Liberman et l’establishment chargé de la sécurité devraient s’opposer à cette initiative en raison des difficultés que poseront une coordination avec la Turquie, pays où sont actuellement soignés de nombreux blessés.

Mais Steinitz s’est montré inflexible en affirmant que les Syriens ne feront que recevoir des traitements adéquats en Israël et ne bénéficieront en aucun cas d’un octroi de citoyenneté.

« Il y a suffisamment de pays dans le monde qui peuvent prendre des réfugiés comme citoyens », a-t-il expliqué.

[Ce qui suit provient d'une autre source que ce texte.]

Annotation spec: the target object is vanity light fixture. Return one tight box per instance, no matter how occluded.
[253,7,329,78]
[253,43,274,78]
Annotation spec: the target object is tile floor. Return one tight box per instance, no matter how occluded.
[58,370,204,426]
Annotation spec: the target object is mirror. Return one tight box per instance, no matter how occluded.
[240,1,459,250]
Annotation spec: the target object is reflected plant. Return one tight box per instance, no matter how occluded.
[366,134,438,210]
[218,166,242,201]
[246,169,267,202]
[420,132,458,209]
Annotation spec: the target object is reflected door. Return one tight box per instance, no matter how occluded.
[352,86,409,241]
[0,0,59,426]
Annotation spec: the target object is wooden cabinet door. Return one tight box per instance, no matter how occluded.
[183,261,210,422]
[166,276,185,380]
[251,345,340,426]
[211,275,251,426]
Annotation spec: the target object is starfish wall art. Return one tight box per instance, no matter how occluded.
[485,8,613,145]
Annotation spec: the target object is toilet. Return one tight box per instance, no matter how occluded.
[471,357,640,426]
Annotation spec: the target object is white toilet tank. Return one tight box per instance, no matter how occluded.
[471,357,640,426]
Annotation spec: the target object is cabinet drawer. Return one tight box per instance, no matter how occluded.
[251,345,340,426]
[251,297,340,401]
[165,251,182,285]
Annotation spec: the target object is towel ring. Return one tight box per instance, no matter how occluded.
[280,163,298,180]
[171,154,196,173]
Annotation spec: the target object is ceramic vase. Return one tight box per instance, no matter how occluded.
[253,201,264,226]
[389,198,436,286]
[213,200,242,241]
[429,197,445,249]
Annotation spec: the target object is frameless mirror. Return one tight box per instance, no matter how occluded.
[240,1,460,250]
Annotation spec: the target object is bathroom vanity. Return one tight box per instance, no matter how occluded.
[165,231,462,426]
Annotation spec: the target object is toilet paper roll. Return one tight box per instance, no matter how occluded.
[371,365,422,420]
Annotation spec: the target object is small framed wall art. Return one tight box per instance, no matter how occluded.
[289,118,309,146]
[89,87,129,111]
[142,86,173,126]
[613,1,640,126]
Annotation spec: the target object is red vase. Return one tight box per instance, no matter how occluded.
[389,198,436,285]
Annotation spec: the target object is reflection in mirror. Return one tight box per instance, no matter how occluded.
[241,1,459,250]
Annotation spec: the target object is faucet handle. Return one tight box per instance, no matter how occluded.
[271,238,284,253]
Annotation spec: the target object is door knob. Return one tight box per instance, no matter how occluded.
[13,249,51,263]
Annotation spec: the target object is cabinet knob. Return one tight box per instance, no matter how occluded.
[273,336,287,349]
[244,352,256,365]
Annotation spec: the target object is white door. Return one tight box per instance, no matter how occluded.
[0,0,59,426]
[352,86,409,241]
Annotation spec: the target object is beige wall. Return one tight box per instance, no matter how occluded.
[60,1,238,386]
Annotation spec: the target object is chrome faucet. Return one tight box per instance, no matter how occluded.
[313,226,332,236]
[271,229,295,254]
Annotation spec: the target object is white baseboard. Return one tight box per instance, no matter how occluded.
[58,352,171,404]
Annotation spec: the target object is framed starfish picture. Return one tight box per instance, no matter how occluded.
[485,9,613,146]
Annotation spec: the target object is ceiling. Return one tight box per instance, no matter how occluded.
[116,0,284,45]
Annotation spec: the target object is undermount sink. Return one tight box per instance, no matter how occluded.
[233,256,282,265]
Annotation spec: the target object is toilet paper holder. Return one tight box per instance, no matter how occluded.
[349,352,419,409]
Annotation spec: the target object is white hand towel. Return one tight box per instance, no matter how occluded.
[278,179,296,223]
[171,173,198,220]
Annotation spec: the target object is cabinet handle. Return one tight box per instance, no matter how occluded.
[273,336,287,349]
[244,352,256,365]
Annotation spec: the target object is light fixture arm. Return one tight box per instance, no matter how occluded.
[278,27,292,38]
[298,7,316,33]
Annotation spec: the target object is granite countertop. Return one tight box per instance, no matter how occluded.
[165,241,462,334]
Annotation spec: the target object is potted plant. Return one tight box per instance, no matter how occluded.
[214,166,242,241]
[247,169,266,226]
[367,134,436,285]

Israël s’inquiète également sur le fait qu’une telle démarche ne ravive la demande émanant des leaders palestiniens d’accueillir des Palestiniens de Syrie. Israël avait accepté de le faire dans le passé à la condition que les Palestiniens concernés abandonnent leur revendication au « retour » au sein des frontières israéliennes. Le président de l’Autorité palestinienne Mahmoud Abbas avait refusé la demande israélienne et aucun accord n’avait permis aux Palestiniens de Syrie de venir en Israël.

« De notre point de vue, nous ne sommes pas un pays ordinaire. Les Palestiniens tentent constamment de faire venir des habitants palestiniens et arabes ici, en Israël », a ajouté Steinitz.

« Le monde est grand. Faire entrer des Syriens blessés, sans aucun doute, oui. Faire rentrer des résidents en provenance de la Syrie, sans aucun doute, non ».

Steinitz a également salué la frappe aérienne américaine vendredi survenue suite à l’attaque aux armes chimiques à Idlib, disant qu’elle avait montré aux dictateurs du monde entier qu’ils ne pourraient pas utiliser impunément d’armes conventionnelles sur les civils.

« Cette frappe a envoyé un message clair : Que tous les dictateurs, et certainement Assad, que tous les dictateurs qui utilisent des armements non-conventionnels contre des civils paieront un lourd tribut. Et c’est un message très important, pas seulement pour Assad, mais également pour l’Iran et la Corée du nord, et pour tous les autres dictateurs dans le monde. »

Des Egyptiens fuient le site d'un attentat terroriste dans une église copte d'Alexandrie, en Egypte, le jour du dimanche des Rameaux, le 9 avril 2017. (Crédit : AFP/STRINGER)

Des Egyptiens fuient le site d’un attentat terroriste dans une église copte d’Alexandrie, en Egypte, le jour du dimanche des Rameaux, le 9 avril 2017. (Crédit : AFP/STRINGER)

Steinitz a également appelé la communauté internationale et en particulier les Etats Unis et la Russie à terminer le travail commencé en 2013 de débarrasser la Syrie de ses stocks d’armes chimiques.

Il a également vivement recommandé qu’un soutien international soit accordé au président égyptien Abdel-Fattah el-Sissi pour permettre la stabilisation économique et sécuritaire de son pays.

Dimanche, des cellules issues de l’état islamique en Egypte ont fait au moins 43 morts et environ 100 blessés lors de deux explosions simultanées à l’occasion de la messe du dimanche des Rameaux dans deux églises coptes chrétiennes du nord de l’Egypte. C’est la dernier d’une série d’attentats commis par des groupes djihadistes, qui ont tué des centaines de civil et de membres des services de sécurité dans le pays.

« Nous sommes très intéressés, comme tout le monde libre et raisonnable, par le fait que la situation en Egypte se stabilise et que l’Egypte puisse sortir de la situation compliquée dans laquelle le pays se trouve. Si l’Egypte s’effondre, cela sera un danger non seulement pour Israël et le Moyen orient mais aussi pour l’Europe ».

Les agences de presse et l’équipe du Times of Israël ont contribué à cet article.